Ngan Ta Thi Dieu, Quan Truong Anh, Quang Le Minh, Vinh Vu Hai, Duc Chau Minh, Nguyet Huynh Thi, Tu Nguyen Thi Cam, Khanh Nguyen Hong, Long Le Ba, Hue Nguyen Hong, Hung Dinh The, Thanh Nguyen Duc, Ve Nguyen Van, Giang Tran Thanh, Tung Le Thanh, Tuan Truong Thanh, Kesteman Thomas, Dodds Ashley Elizabeth, Anderson Deverick J, Van Doorn H Rogier, Huong Vu Thi Lan
National Hospital for Tropical Diseases, 78 Giai Phong, Hanoi, Viet Nam.
Hanoi Medical University, 1 Ton That Tung, Hanoi, Viet Nam.
JAC Antimicrob Resist. 2023 Jan 18;5(1):dlac144. doi: 10.1093/jacamr/dlac144. eCollection 2023 Feb.
To investigate the feasibility of retrospective prescription-based review and to describe the antibiotic prescribing patterns to provide information for an antimicrobial stewardship programme in Viet Nam.
This study was conducted in two provincial-level hospitals between February and April 2020. Reviews were done by a clinical team consisting of leaders/senior doctors of each ward to assess the optimal level (optimal/adequate/suboptimal/inadequate/not assessable) of antibiotic prescriptions. Mixed-effect logistic regression at prescription level was used to explore factors associated with optimal antibiotic use.
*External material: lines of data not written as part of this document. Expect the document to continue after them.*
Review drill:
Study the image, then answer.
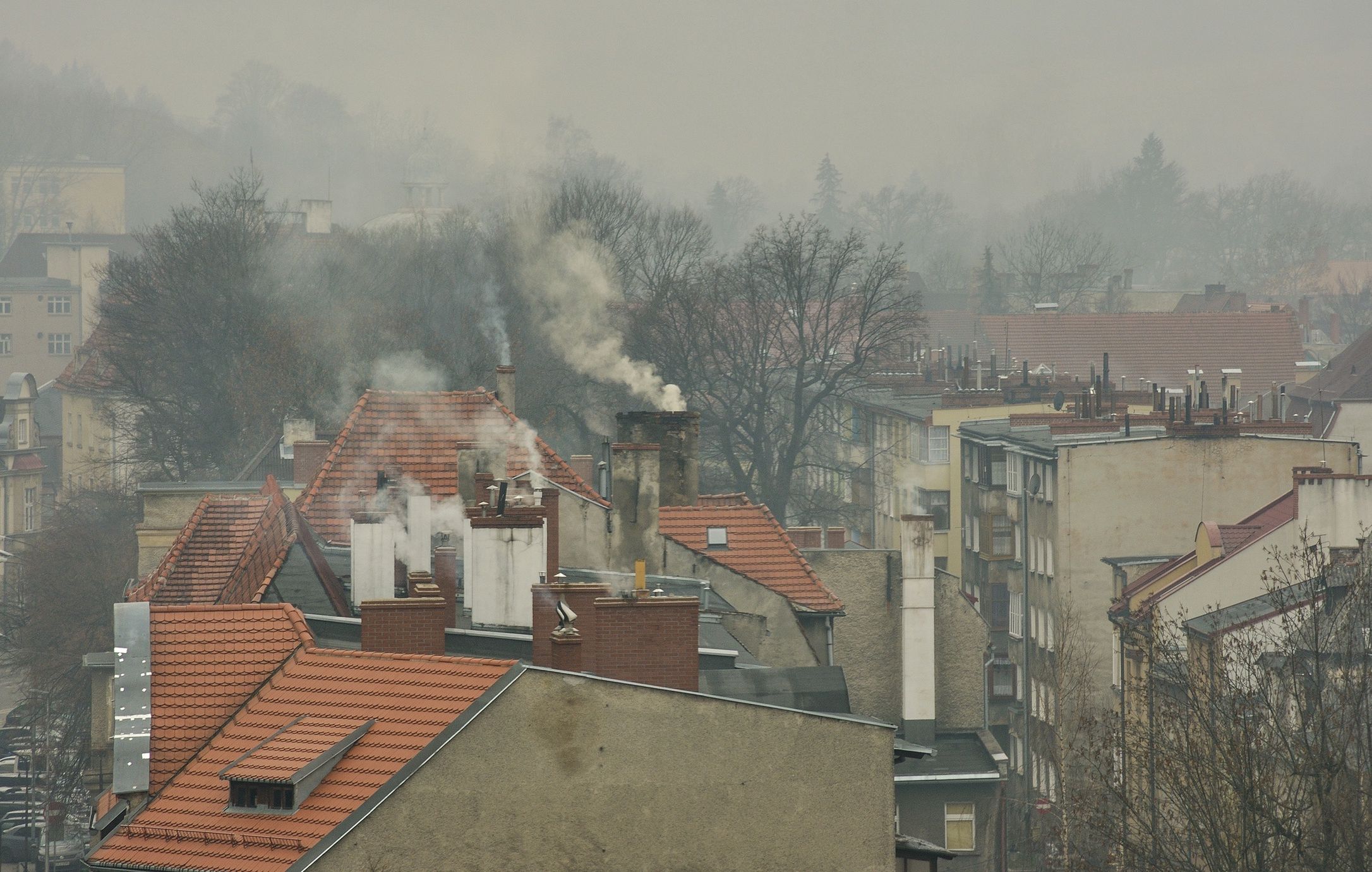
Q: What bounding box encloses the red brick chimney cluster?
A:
[362,600,447,655]
[533,583,700,691]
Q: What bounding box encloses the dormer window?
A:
[229,779,295,811]
[220,714,376,815]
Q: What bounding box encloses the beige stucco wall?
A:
[1052,436,1358,699]
[311,671,894,872]
[804,549,901,724]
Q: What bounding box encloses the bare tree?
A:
[999,218,1117,313]
[649,215,919,518]
[1081,536,1372,872]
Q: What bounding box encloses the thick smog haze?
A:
[0,0,1372,211]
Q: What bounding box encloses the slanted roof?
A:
[1111,489,1297,611]
[980,311,1305,391]
[148,605,313,795]
[0,233,143,278]
[220,714,375,784]
[299,388,609,544]
[128,479,296,605]
[88,606,515,872]
[1287,330,1372,402]
[657,494,844,611]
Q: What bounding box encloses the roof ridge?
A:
[303,646,519,666]
[136,494,213,603]
[295,388,372,510]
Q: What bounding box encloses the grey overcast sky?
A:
[0,0,1372,207]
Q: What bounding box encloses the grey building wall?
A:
[804,549,900,724]
[896,782,1000,872]
[311,671,900,872]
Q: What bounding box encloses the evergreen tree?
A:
[809,155,845,233]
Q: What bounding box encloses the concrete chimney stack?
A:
[900,514,934,743]
[611,441,661,573]
[495,363,519,414]
[350,511,395,607]
[405,494,433,573]
[615,411,700,506]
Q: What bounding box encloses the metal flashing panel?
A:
[112,602,152,795]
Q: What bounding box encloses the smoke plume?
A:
[520,220,686,411]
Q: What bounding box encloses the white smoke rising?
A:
[481,280,510,366]
[368,351,447,391]
[520,230,686,411]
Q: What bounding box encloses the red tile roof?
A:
[220,714,370,784]
[657,494,844,611]
[148,605,311,794]
[1111,489,1297,611]
[128,475,296,605]
[57,322,114,393]
[89,606,515,872]
[926,311,1305,391]
[299,390,609,544]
The retrospective prescription-based review was accepted by study clinical wards with varied levels of participants. One hundred and eighty-three patients (326 prescriptions) in Hospital 1 and 200 patients (344 prescriptions) in Hospital 2 were included. One hundred and nineteen of the 326 (36.5%) antibiotic prescriptions in Hospital 1 and 51/344 (14.8%) antibiotic prescriptions in Hospital 2 were determined to be optimal by the review teams. The number of adequate antibiotic prescriptions were 179/326 (54.9%) and 178 (51.7%) in Hospital 1 and Hospital 2, respectively. The optimal level was lower for surgical prophylaxis antibiotics than for empirical therapy (OR = 0.06; 95% CI 0.01-0.45), higher in prescriptions in the ICU (OR = 12.00; 95% CI 3.52-40.92), higher in definitive antibiotic therapy (OR = 48.12; 95% CI 7.17-322.57) and higher in those with an indication recorded in medical records (OR = 3.46; 95% CI 1.13-10.62).
This study provides evidence on the feasibility of retrospective prescription-based review, with adaption to the local situation. High and varying levels of optimal antibiotic prescriptions in clinical wards in hospitals were observed in Viet Nam.
调查基于回顾性处方审查的可行性,并描述抗生素处方模式,为越南的抗菌药物管理计划提供信息。
本研究于2020年2月至4月在两家省级医院进行。审查由每个病房的负责人/高级医生组成的临床团队进行,以评估抗生素处方的最佳水平(最佳/适当/次优/不足/不可评估)。在处方层面使用混合效应逻辑回归来探索与最佳抗生素使用相关的因素。
基于回顾性处方的审查被不同参与程度的研究临床病房所接受。纳入了医院1的183名患者(326张处方)和医院2的200名患者(344张处方)。审查团队确定,医院1的326张抗生素处方中有119张(36.5%),医院2的344张抗生素处方中有51张(14.8%)为最佳。医院1和医院2中适当抗生素处方的数量分别为179/326(54.9%)和178张(51.7%)。手术预防性抗生素的最佳水平低于经验性治疗(OR = 0.06;95% CI 0.01 - 0.45),在重症监护病房的处方中更高(OR = 12.00;95% CI 3.52 - 40.92),在确定性抗生素治疗中更高(OR = 48.12;95% CI 7.17 - 322.57),在病历中有记录指征的患者中更高(OR = 3.46;95% CI 1.13 - 10.62)。
本研究提供了基于回顾性处方审查可行性的证据,并适应当地情况。在越南的医院临床病房中观察到最佳抗生素处方水平较高且存在差异。